Last night I watched a "60 Minutes" interview with Alice Waters, the owner of the famous Chez Panisse restaurant in Berkeley, California and who some consider to be the mother of the sustainable, organic, ‘slow-food’ movement. (To be contrasted with fast food, naturally.)
While I’ve always thought Alice Waters was fabulous and certainly loved the one meal I had at her restaurant about nine years ago, a lot of what she was saying about trying to eat only local, organic food seemed downright unrealistic. For one thing, during a stroll through a farmer’s market she introduced viewers to one of her favorite grape-growers, who showed off his four-dollars-a-pound grapes.
Are you kidding me? Who can actually afford that? While she countered that everything you choose to spend money on is just that, a choice—and some may allot more money for clothes (she mentioned Nike shoes) than for pesticide-free, earth-friendly foods.
But I think that’s oversimplifying the issue and really just not doing the math. You can decide to funnel as much of your funds as possible into the best food available and still not have enough cash to cover a pound of those grapes. Or if you do, it would seem to me that each family member would be doled out approximately 8 of the delicious orbs. For me, I buy certain things organic—milk, some fruits and vegetables, some meats—but pick and choose based on my budget. If every item I put into my cart was organic, free-range, etc, my grocery bill would just be too big.
While year-round farming in a temperate place like Berkeley, California is a delight and a reality, I have to nod in agreement with some comments by other people who watched the broadcast on Chowhound.com, folks who made the point that in places like Minnesota, the ground is pretty much frozen solid from late Fall to late Spring, so it’s a different game entirely.
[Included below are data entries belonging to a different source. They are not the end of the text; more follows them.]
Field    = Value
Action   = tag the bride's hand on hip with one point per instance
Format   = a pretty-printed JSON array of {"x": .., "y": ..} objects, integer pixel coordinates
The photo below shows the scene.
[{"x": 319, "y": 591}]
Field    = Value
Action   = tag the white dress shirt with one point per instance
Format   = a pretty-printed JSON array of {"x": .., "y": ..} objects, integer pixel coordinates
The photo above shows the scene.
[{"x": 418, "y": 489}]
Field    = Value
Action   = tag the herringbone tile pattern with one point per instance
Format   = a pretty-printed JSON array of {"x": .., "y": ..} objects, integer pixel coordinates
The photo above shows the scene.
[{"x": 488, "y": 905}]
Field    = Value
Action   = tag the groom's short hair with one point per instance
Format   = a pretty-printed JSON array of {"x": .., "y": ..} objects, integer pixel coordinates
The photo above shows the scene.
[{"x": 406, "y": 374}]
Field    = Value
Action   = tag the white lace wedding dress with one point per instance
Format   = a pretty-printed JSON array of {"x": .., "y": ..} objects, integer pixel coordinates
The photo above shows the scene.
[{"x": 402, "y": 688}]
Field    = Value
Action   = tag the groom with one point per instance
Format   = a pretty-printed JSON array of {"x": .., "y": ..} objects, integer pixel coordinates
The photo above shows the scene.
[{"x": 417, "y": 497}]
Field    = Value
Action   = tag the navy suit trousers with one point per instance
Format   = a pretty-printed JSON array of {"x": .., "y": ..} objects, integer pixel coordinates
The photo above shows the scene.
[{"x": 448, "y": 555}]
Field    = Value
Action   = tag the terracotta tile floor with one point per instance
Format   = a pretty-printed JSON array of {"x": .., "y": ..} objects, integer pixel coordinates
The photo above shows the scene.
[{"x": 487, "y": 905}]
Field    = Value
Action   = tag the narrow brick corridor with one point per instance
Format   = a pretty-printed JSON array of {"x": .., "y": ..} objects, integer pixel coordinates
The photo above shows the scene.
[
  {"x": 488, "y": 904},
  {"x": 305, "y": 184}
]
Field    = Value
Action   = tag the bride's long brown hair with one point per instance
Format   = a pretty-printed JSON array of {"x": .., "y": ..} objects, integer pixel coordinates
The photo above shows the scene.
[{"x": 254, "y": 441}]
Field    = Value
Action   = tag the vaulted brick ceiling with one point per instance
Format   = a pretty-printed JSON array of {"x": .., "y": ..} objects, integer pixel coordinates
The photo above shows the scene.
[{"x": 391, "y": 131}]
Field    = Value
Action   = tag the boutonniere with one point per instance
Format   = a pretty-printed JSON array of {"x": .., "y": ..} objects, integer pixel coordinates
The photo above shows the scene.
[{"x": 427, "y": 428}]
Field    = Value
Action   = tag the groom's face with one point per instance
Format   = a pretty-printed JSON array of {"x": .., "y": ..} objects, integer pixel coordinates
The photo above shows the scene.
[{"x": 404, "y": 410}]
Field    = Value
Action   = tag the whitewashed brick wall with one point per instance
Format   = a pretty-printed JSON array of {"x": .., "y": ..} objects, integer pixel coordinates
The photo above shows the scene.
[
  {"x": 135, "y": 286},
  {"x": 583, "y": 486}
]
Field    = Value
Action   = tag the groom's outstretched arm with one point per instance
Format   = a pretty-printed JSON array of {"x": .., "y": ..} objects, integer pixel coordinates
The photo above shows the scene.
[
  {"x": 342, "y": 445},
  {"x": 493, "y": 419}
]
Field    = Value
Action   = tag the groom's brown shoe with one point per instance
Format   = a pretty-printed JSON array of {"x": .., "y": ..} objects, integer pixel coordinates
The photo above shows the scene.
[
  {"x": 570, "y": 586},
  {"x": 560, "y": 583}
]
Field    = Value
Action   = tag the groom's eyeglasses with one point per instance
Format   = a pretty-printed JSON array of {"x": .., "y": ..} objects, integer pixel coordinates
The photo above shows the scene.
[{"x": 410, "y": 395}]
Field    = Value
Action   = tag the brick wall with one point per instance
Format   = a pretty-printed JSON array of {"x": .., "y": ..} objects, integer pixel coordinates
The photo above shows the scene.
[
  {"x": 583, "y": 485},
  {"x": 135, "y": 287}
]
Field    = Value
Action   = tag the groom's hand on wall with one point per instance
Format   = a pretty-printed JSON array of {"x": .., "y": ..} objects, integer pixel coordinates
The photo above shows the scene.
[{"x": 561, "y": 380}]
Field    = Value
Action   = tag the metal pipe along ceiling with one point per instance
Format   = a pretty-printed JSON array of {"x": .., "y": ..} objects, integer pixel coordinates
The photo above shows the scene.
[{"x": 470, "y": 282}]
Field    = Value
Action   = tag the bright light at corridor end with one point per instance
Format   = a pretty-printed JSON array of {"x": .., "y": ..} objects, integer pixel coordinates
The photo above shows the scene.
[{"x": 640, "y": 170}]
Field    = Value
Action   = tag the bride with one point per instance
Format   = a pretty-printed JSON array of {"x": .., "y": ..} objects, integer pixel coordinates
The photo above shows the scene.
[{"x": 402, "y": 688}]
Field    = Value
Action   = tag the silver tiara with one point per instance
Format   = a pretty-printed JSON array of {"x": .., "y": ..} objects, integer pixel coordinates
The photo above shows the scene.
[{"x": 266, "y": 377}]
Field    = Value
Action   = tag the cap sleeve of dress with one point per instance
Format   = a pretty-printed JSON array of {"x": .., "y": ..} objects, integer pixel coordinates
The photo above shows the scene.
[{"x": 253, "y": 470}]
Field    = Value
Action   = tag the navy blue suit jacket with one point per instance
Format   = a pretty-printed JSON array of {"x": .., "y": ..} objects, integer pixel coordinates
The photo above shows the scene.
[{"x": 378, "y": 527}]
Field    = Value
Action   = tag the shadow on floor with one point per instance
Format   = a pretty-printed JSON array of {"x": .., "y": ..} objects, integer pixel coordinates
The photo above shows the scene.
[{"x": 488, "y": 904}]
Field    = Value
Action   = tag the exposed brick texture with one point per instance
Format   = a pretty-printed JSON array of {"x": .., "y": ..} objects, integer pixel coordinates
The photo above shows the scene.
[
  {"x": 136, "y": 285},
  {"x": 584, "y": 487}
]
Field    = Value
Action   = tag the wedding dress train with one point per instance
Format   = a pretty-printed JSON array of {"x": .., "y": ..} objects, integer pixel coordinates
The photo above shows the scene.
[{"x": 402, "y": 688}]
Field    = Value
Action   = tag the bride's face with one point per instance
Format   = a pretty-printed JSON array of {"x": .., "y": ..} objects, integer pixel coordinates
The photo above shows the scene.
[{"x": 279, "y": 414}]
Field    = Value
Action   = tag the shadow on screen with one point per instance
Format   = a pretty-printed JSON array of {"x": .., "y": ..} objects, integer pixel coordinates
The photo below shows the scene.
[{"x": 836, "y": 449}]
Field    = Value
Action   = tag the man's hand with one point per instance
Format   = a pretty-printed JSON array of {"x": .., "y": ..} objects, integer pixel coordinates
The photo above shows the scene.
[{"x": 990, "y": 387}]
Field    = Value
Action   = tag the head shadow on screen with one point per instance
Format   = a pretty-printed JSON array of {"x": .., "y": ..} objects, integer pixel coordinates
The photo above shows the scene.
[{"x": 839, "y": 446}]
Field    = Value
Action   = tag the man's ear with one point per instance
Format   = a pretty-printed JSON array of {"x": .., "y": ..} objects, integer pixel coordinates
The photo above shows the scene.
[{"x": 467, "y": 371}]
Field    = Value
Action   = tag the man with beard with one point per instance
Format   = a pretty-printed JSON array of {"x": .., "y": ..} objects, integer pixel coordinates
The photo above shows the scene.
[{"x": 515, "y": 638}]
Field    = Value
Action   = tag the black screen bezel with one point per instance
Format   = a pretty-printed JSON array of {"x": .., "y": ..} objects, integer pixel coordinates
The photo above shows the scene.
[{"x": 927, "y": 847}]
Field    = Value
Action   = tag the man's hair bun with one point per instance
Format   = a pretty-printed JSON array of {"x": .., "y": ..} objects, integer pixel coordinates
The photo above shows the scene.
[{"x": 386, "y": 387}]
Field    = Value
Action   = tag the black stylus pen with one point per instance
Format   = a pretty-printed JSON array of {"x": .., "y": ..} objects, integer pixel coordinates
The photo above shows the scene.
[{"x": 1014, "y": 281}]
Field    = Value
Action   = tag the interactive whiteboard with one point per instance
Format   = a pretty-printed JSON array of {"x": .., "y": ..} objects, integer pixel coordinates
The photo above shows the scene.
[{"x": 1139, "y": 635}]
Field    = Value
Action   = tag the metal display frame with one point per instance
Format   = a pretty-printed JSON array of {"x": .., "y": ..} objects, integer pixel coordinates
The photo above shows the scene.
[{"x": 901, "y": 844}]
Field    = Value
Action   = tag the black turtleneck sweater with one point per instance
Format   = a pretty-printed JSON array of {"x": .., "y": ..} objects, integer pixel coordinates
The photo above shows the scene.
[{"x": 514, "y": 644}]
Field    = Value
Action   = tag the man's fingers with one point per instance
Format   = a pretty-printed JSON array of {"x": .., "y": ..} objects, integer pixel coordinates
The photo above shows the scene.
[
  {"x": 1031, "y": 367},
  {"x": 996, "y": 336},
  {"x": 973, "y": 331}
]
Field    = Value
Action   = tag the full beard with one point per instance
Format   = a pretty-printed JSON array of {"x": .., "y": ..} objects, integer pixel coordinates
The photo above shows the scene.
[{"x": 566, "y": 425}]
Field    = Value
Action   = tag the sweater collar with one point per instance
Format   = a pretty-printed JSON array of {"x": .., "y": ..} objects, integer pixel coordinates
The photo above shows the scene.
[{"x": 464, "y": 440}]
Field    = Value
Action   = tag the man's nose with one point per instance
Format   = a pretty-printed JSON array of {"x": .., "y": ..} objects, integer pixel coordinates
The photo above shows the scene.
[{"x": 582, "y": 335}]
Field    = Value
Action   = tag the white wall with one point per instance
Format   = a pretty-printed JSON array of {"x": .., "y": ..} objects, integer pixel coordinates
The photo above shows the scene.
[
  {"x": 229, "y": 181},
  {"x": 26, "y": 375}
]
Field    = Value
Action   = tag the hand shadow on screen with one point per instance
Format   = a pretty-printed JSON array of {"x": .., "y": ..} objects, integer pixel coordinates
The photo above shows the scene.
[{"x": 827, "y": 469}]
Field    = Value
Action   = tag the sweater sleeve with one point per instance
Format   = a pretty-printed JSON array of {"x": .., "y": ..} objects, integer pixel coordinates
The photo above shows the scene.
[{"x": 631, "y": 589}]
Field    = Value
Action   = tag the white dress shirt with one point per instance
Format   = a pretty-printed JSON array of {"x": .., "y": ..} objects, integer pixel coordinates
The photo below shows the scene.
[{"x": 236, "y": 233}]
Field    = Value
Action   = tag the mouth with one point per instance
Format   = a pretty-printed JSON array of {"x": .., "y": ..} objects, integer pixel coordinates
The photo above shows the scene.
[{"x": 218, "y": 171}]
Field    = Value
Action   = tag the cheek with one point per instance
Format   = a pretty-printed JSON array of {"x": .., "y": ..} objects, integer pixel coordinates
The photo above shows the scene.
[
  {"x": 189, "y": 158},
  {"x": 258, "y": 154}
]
Waters’ fundamental philosophy that good food should not be a privilege but it should be a right—and that Americans need to place what we put into our bodies at the very top of our agenda, is admirable and in the face of evidence about how food directly affects health, it’s hard to disagree with. But the realities of our economy are another thing—and for so many Americans, fresh vegetables are hard to find at a good price, fast food remains the cheapest option, and schools don’t have the funding to include an "Edible Schoolyard" in their curriculum.
In the end, I guess I just have to commend Waters on her tireless pursuit of what she believes in; some may call her a dreamer (her latest thing is to convince President and Mrs. Obama to replace the White House Rose Garden with a thriving vegetable patch!) but the dream is definitely one worth having and a discussion to keep having.
How do you deal with the choices at the market? What do you choose to buy organic and what do you pinch pennies on?